13 En l' espèce, Yves Saint Laurent Parfums relève de cette dernière catégorie et ne justifie donc pas d' un intérêt suffisant à la solution du litige. En effet, pour justifier sa demande d' intervention, Yves Saint Laurent Parfums invoque la prétendue répercussion que l' arrêt à intervenir pourrait avoir sur une autre décision de la Commission, celle la concernant, qui ne fait pas l' objet du présent litige. L' arrêt à intervenir en l' espèce n' affecte pas la légalité de cette décision, qui fait, en outre, l' objet de l' affaire T-19/92 dans laquelle Yves Saint Laurent Parfums est déjà admise à intervenir. De surcroît, si tout opérateur économique devait être admis à intervenir dans toute affaire à laquelle un de ses concurrents est partie et pouvant donner lieu à un arrêt dont les motifs pourraient avoir une influence sur la manière dont la Commission aborderait sa propre situation, par ailleurs distincte, il deviendrait difficile, voire impossible, d' établir une distinction nette entre les demandeurs en intervention justifiant d' un intérêt à la solution du litige et ceux qui n' en justifient pas.

14 Il y a lieu d' ajouter que la pratique de la Cour et du Tribunal, selon laquelle certaines associations d' entreprises peuvent être admises à intervenir dans une affaire comme celle de l' espèce, ne peut pas être invoquée à l' appui d' une demande d' intervention présentée à titre individuel comme celle d' Yves Saint Laurent Parfums. Il ressort, en effet, de cette pratique qu' une telle association, si elle n' a pas participé à la procédure administrative préalable, peut être admise à intervenir si i) elle est représentative d' un nombre important d' entreprises actives dans le secteur concerné, ii) ses objets incluent celui de la protection des intérêts de ses membres, iii) l' affaire peut soulever des questions de principe affectant le fonctionnement du secteur concerné et, donc, iv) les intérêts de ses membres peuvent être affectés dans une mesure importante par l' arrêt à intervenir. Le Tribunal estime que l' adoption d' une telle interprétation large à l' égard d' associations remplissant les conditions exposées ci-dessus, qui peut permettre de mieux apprécier le cadre de ces affaires tout en évitant une multiplicité d' interventions individuelles qui compromettraient l' efficacité et le bon déroulement de la procédure, n' est pas transposable à l' intervention d' opérateurs économiques agissant à titre individuel.

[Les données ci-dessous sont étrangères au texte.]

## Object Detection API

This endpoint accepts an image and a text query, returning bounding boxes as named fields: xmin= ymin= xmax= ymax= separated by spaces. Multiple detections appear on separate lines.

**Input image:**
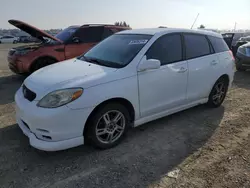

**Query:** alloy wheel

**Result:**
xmin=95 ymin=110 xmax=126 ymax=144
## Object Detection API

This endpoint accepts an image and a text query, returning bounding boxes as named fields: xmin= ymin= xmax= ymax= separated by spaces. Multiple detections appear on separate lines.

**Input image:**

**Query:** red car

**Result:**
xmin=8 ymin=20 xmax=130 ymax=74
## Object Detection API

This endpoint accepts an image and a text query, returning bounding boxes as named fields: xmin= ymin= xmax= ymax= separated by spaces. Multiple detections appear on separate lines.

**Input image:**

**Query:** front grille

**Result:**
xmin=9 ymin=49 xmax=16 ymax=56
xmin=21 ymin=120 xmax=30 ymax=130
xmin=23 ymin=85 xmax=36 ymax=102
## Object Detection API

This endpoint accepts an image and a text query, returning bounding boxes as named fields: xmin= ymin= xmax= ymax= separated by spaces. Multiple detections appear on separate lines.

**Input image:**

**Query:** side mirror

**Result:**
xmin=138 ymin=59 xmax=161 ymax=72
xmin=72 ymin=37 xmax=80 ymax=43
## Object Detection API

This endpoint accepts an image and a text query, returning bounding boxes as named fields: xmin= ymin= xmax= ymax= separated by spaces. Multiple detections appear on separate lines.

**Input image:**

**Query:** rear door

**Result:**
xmin=65 ymin=26 xmax=104 ymax=59
xmin=208 ymin=36 xmax=235 ymax=79
xmin=184 ymin=34 xmax=219 ymax=102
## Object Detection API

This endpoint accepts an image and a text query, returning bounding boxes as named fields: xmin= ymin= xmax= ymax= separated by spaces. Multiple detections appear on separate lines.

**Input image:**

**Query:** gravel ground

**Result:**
xmin=0 ymin=45 xmax=250 ymax=188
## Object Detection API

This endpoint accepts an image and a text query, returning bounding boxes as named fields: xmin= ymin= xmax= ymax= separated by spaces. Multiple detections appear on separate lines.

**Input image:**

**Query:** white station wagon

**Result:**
xmin=15 ymin=28 xmax=235 ymax=151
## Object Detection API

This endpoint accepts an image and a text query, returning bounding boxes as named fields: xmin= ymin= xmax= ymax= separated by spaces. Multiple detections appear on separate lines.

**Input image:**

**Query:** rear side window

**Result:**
xmin=184 ymin=34 xmax=210 ymax=59
xmin=146 ymin=34 xmax=182 ymax=65
xmin=74 ymin=27 xmax=104 ymax=43
xmin=208 ymin=36 xmax=229 ymax=53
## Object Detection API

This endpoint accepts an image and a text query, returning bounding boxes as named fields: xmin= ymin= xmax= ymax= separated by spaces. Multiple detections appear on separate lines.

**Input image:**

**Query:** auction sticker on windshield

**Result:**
xmin=129 ymin=39 xmax=148 ymax=45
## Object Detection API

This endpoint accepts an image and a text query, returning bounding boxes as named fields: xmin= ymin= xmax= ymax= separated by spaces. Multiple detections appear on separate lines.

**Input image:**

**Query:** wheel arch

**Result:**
xmin=83 ymin=97 xmax=135 ymax=135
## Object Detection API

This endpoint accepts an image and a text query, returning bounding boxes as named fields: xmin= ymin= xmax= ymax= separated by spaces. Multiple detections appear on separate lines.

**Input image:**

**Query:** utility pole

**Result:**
xmin=191 ymin=13 xmax=200 ymax=29
xmin=234 ymin=22 xmax=237 ymax=31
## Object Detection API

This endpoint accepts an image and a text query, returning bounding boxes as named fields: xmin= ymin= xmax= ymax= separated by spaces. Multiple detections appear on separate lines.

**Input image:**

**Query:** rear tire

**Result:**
xmin=207 ymin=77 xmax=229 ymax=108
xmin=85 ymin=103 xmax=130 ymax=149
xmin=30 ymin=58 xmax=57 ymax=73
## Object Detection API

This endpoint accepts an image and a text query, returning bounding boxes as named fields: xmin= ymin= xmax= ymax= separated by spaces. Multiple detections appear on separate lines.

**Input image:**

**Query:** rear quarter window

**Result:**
xmin=208 ymin=36 xmax=229 ymax=53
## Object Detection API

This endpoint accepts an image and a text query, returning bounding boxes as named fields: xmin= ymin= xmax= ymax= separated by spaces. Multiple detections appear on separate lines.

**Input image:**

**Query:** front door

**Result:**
xmin=65 ymin=26 xmax=104 ymax=59
xmin=138 ymin=34 xmax=188 ymax=117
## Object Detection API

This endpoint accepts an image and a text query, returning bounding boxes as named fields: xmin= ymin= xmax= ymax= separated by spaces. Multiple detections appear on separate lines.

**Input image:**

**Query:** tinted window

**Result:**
xmin=184 ymin=34 xmax=210 ymax=59
xmin=102 ymin=28 xmax=114 ymax=39
xmin=146 ymin=34 xmax=182 ymax=65
xmin=56 ymin=27 xmax=79 ymax=42
xmin=79 ymin=34 xmax=152 ymax=68
xmin=208 ymin=36 xmax=229 ymax=53
xmin=74 ymin=27 xmax=104 ymax=43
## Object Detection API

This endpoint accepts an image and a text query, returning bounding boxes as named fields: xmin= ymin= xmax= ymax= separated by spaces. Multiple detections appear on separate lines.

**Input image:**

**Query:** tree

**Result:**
xmin=199 ymin=24 xmax=205 ymax=29
xmin=114 ymin=21 xmax=129 ymax=27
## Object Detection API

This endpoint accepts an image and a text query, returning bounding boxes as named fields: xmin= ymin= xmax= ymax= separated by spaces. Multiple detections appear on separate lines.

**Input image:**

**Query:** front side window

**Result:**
xmin=184 ymin=34 xmax=210 ymax=59
xmin=55 ymin=27 xmax=79 ymax=42
xmin=208 ymin=36 xmax=229 ymax=53
xmin=78 ymin=34 xmax=152 ymax=68
xmin=146 ymin=34 xmax=182 ymax=65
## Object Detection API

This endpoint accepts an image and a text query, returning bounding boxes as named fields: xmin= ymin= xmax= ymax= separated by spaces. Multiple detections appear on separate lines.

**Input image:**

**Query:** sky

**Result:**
xmin=0 ymin=0 xmax=250 ymax=29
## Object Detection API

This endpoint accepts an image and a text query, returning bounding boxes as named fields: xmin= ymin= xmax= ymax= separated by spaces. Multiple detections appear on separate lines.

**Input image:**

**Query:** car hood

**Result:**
xmin=11 ymin=43 xmax=44 ymax=51
xmin=24 ymin=59 xmax=117 ymax=99
xmin=9 ymin=20 xmax=62 ymax=43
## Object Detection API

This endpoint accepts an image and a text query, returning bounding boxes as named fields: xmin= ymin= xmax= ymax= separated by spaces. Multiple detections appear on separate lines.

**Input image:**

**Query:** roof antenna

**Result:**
xmin=191 ymin=13 xmax=200 ymax=29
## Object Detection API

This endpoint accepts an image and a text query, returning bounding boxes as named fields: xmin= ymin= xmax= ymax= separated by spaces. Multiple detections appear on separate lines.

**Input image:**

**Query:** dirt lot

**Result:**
xmin=0 ymin=45 xmax=250 ymax=188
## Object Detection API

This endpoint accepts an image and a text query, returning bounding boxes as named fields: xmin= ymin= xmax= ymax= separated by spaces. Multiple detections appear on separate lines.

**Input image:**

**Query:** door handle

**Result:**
xmin=211 ymin=60 xmax=218 ymax=66
xmin=55 ymin=48 xmax=64 ymax=52
xmin=177 ymin=67 xmax=187 ymax=73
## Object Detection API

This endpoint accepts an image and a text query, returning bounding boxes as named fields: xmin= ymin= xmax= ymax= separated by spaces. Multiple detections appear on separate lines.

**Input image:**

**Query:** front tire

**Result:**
xmin=207 ymin=78 xmax=229 ymax=108
xmin=85 ymin=103 xmax=130 ymax=149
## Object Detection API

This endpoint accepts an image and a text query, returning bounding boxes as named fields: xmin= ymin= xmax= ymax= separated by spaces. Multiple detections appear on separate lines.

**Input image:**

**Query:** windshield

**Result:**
xmin=78 ymin=34 xmax=152 ymax=68
xmin=55 ymin=27 xmax=79 ymax=42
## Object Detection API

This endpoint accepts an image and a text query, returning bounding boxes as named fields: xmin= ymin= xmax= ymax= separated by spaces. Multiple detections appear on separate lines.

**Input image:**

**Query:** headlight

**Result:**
xmin=246 ymin=47 xmax=250 ymax=57
xmin=37 ymin=88 xmax=83 ymax=108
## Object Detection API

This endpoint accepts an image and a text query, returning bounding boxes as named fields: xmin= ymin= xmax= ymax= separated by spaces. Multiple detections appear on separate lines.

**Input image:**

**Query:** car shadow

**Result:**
xmin=0 ymin=75 xmax=25 ymax=105
xmin=0 ymin=105 xmax=224 ymax=188
xmin=233 ymin=70 xmax=250 ymax=89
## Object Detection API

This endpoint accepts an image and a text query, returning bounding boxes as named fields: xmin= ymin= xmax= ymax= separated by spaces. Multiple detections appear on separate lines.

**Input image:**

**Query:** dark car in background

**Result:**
xmin=8 ymin=20 xmax=131 ymax=74
xmin=222 ymin=32 xmax=250 ymax=56
xmin=17 ymin=36 xmax=31 ymax=43
xmin=235 ymin=42 xmax=250 ymax=71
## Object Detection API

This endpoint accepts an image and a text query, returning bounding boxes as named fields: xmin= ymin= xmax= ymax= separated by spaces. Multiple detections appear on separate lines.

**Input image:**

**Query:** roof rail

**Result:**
xmin=81 ymin=24 xmax=130 ymax=28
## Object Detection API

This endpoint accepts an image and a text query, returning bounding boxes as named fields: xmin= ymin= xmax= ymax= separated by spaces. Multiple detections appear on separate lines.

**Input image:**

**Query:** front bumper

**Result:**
xmin=15 ymin=89 xmax=93 ymax=151
xmin=17 ymin=116 xmax=84 ymax=151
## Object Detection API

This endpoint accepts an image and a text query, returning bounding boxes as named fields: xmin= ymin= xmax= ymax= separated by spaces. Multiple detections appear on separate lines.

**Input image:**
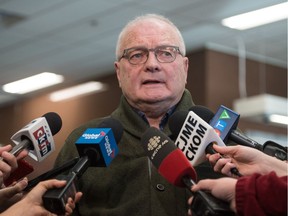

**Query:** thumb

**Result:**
xmin=0 ymin=178 xmax=28 ymax=199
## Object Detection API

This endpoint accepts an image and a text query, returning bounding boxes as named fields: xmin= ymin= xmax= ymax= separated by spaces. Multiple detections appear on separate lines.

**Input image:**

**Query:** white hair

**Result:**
xmin=115 ymin=14 xmax=186 ymax=60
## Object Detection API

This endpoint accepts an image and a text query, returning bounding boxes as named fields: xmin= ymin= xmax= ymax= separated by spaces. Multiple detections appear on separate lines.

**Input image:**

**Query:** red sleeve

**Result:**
xmin=236 ymin=172 xmax=287 ymax=216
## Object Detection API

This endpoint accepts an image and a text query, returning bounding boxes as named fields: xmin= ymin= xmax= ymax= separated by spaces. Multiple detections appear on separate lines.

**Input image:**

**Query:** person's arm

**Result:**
xmin=207 ymin=145 xmax=288 ymax=176
xmin=188 ymin=177 xmax=237 ymax=215
xmin=0 ymin=179 xmax=82 ymax=216
xmin=0 ymin=178 xmax=28 ymax=212
xmin=188 ymin=172 xmax=287 ymax=216
xmin=0 ymin=145 xmax=28 ymax=188
xmin=236 ymin=172 xmax=287 ymax=216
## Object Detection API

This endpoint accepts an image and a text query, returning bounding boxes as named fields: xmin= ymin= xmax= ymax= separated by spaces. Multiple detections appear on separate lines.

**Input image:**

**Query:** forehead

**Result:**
xmin=122 ymin=20 xmax=179 ymax=48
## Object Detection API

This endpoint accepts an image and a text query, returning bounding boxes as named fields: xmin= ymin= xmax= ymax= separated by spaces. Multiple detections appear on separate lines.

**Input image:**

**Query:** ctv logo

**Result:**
xmin=214 ymin=109 xmax=230 ymax=136
xmin=33 ymin=127 xmax=51 ymax=157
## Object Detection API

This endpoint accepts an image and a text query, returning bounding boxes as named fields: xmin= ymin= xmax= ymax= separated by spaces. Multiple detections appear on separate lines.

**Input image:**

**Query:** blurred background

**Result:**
xmin=0 ymin=0 xmax=288 ymax=177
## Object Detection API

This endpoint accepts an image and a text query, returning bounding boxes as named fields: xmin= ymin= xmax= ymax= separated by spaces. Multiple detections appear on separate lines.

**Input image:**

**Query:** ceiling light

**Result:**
xmin=221 ymin=2 xmax=288 ymax=30
xmin=2 ymin=72 xmax=64 ymax=94
xmin=49 ymin=81 xmax=107 ymax=102
xmin=268 ymin=114 xmax=288 ymax=125
xmin=233 ymin=94 xmax=288 ymax=126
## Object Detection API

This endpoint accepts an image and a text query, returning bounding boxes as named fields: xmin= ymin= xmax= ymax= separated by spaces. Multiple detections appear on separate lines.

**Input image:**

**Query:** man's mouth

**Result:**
xmin=142 ymin=80 xmax=163 ymax=85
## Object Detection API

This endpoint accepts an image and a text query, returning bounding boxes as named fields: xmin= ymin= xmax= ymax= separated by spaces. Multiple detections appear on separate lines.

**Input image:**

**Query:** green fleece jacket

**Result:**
xmin=55 ymin=90 xmax=220 ymax=216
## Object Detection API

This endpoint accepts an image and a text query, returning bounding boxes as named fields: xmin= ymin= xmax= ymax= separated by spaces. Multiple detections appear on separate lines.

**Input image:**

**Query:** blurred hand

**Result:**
xmin=188 ymin=177 xmax=237 ymax=216
xmin=1 ymin=179 xmax=82 ymax=216
xmin=206 ymin=145 xmax=287 ymax=176
xmin=0 ymin=178 xmax=28 ymax=211
xmin=0 ymin=145 xmax=28 ymax=188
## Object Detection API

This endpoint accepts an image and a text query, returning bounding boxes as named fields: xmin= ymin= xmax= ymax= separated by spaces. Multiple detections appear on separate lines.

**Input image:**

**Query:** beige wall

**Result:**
xmin=0 ymin=50 xmax=287 ymax=178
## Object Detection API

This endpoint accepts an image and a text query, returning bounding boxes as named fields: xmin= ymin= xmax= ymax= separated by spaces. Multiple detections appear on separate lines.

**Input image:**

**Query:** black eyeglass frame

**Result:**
xmin=118 ymin=45 xmax=183 ymax=65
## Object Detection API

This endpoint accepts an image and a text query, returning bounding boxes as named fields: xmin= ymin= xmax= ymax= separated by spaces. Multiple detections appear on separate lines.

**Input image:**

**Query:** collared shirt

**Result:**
xmin=132 ymin=105 xmax=176 ymax=131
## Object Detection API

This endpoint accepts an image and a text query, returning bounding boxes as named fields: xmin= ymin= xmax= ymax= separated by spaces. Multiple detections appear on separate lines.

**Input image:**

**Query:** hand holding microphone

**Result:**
xmin=169 ymin=111 xmax=242 ymax=176
xmin=141 ymin=127 xmax=234 ymax=216
xmin=208 ymin=145 xmax=288 ymax=176
xmin=0 ymin=145 xmax=28 ymax=188
xmin=0 ymin=112 xmax=62 ymax=186
xmin=43 ymin=118 xmax=123 ymax=214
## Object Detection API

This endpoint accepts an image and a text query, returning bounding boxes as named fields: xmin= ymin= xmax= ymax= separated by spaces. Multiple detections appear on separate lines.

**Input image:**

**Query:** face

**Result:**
xmin=114 ymin=21 xmax=188 ymax=110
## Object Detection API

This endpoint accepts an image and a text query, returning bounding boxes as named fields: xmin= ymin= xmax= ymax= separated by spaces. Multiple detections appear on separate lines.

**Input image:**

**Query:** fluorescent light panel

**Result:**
xmin=222 ymin=2 xmax=288 ymax=30
xmin=268 ymin=114 xmax=288 ymax=125
xmin=2 ymin=72 xmax=64 ymax=94
xmin=49 ymin=81 xmax=106 ymax=102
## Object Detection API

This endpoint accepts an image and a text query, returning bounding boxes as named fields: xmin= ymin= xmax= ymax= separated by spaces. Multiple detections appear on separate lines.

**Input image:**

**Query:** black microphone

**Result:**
xmin=0 ymin=112 xmax=62 ymax=186
xmin=263 ymin=140 xmax=288 ymax=161
xmin=10 ymin=112 xmax=62 ymax=161
xmin=168 ymin=109 xmax=242 ymax=177
xmin=42 ymin=118 xmax=123 ymax=215
xmin=141 ymin=127 xmax=235 ymax=216
xmin=190 ymin=105 xmax=263 ymax=151
xmin=190 ymin=105 xmax=288 ymax=160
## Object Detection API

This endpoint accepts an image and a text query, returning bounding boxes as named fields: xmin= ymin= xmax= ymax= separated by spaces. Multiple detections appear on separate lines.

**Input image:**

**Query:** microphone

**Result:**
xmin=169 ymin=107 xmax=242 ymax=177
xmin=10 ymin=112 xmax=62 ymax=162
xmin=42 ymin=118 xmax=123 ymax=215
xmin=169 ymin=111 xmax=225 ymax=166
xmin=75 ymin=118 xmax=123 ymax=167
xmin=191 ymin=105 xmax=263 ymax=151
xmin=0 ymin=112 xmax=62 ymax=186
xmin=141 ymin=127 xmax=235 ymax=216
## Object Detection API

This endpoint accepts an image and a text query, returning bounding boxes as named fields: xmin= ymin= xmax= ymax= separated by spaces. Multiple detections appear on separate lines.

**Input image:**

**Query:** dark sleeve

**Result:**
xmin=236 ymin=172 xmax=287 ymax=216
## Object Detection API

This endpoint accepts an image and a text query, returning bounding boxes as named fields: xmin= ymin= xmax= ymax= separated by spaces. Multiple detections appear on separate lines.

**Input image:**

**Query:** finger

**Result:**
xmin=0 ymin=170 xmax=4 ymax=188
xmin=74 ymin=192 xmax=83 ymax=203
xmin=208 ymin=153 xmax=221 ymax=166
xmin=221 ymin=162 xmax=236 ymax=176
xmin=213 ymin=145 xmax=238 ymax=155
xmin=0 ymin=179 xmax=28 ymax=199
xmin=213 ymin=158 xmax=232 ymax=172
xmin=33 ymin=179 xmax=66 ymax=194
xmin=0 ymin=145 xmax=12 ymax=156
xmin=2 ymin=151 xmax=18 ymax=171
xmin=16 ymin=150 xmax=28 ymax=160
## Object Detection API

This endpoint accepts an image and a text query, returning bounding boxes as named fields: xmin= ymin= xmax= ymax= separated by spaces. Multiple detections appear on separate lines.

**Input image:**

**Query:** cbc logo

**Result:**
xmin=148 ymin=136 xmax=160 ymax=151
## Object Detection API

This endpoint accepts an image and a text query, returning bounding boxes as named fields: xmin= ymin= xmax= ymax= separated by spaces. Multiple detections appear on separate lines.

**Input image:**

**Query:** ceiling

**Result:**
xmin=0 ymin=0 xmax=287 ymax=106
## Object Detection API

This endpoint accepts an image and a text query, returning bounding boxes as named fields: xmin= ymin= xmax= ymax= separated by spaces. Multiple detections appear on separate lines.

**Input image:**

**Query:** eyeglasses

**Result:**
xmin=119 ymin=46 xmax=182 ymax=65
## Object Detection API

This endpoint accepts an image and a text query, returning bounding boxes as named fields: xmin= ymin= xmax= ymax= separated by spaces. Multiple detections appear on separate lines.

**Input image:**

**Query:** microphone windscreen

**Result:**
xmin=141 ymin=127 xmax=197 ymax=187
xmin=98 ymin=117 xmax=123 ymax=143
xmin=189 ymin=105 xmax=214 ymax=123
xmin=168 ymin=110 xmax=188 ymax=136
xmin=42 ymin=112 xmax=62 ymax=136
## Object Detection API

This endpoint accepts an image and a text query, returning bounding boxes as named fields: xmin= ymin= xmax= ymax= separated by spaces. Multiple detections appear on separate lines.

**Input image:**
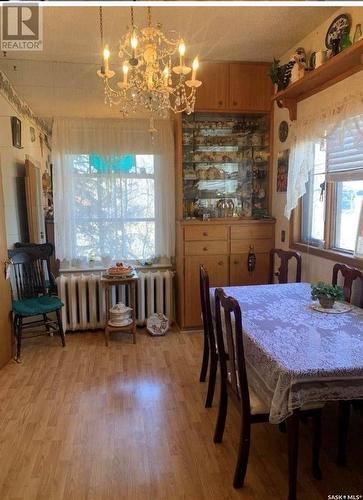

15 Eu égard aux considérations qui précèdent, il convient de rejeter la demande d' intervention.

Décisions sur les dépenses


Sur les dépens

16 Aux termes de l' article 87, paragraphe 2, du règlement de procédure du Tribunal, toute partie qui succombe est condamnée aux dépens, s' il est conclu en ce sens. La partie défenderesse n' ayant pas présenté de conclusions à l' égard des dépens et la partie requérante ayant seulement demandé que Yves Saint laurent Parfums supporte ses propres dépens dans le cas où il serait fait droit à la demande d' intervention, il convient d' ordonner que chacune des parties supportera ses propres dépens.

Dispositif


Par ces motifs,

LE TRIBUNAL (première chambre)

ordonne:

1) La demande d' intervention est rejetée.

2) La demanderesse en intervention et chacune des parties au principal supportera ses propres dépens afférents à la demande d' intervention.

Fait à Luxembourg, le 8 décembre 1993.